「そうですね、僕にとってのインターネットビジネスモデルとは、理論上、無限にリーチできる変動費ゼロのプラットフォームでした」。そう言って、強調するために彼は繰り返した。
「無限にリーチ。変動費ゼロ」
その言葉は、インターネットの破壊力を端的に言いあらわしていた。この20年間で最も成功したテック企業には、資本投資を最小限に抑え、ユーザー間の相互作用を促すことで価値を生み出す「プラットフォームビジネス」がいくつか挙げられる。そうしたビジネスモデルには通常、強力な「ネットワーク効果」がある。参加者が増えるほど、すべてのユーザーにとってプラットフォームの価値が高まるというわけだ。たとえば、のちにソフトバンクが出資することになるウーバーがそのいい例だ。ドライバーが増えるにつれてユーザーの待ち時間が減り、車両オプションが増えて、より多くの顧客を呼び込み、さらにドライバーが集まる。まさに典型的な「ネットワーク効果」あるいは「自己強化的なフライホイール(弾み車)効果」が生まれている。こうしたビジネスモデルのもうひとつの特徴は、「勝者総取り」の力学だ。ある時点でそのプラットフォームがすっかり定着してしまい、ライバルが取って代わることがほぼ不可能になるからだ。
唯一の後悔は資産を失ったことではなく…
「僕はかなり早い段階でそのことに気づいて、これは積極的に投資しなければならない千載一遇のチャンスだと思いました」と彼は続けた。
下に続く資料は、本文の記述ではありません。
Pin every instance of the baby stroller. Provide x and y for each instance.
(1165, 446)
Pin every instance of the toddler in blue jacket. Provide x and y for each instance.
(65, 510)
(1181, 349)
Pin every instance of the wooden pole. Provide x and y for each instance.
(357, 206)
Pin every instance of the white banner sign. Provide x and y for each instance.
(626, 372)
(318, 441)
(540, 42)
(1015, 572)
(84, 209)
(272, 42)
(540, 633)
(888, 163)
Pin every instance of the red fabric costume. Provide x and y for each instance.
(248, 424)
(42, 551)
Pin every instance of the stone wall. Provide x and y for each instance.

「唯一後悔してるのは、もっとお金があればさらに投資できたのにということですね」
なるほど。まるでイカロス〔ギリシャ神話に登場する優れた工匠ダイダロスの息子。父親が鳥の羽と蝋で作った翼で空を飛び、太陽に近づきすぎたために蝋が溶けて海に墜落する〕が太陽にもっと近づけばよかったと言っているようなものだ。
2000年2月、ソフトバンクの企業価値はピークに達し、2000億ドル近くにのぼった。
ところがバブルがはじけると、その株価と孫個人の純資産は95パーセントも減少し、彼の名は「史上最大の個人資産の損失」によってギネスブックに載ることとなった。590億ドルもの紙上の富(金融資産)の喪失。この記録は20年以上にもわたって破られなかったが、2022年になってようやくイーロン・マスクが更新した(ただしマスクはその後、半年で大半を回収している)。
並の人間なら、意図的にしろ、そうでなかったにしろ、利益を確定せずに株をもちつづけてしまった決断に苛まれるところだ。だが孫の場合は、“並”であることこそが最大の屈辱だった。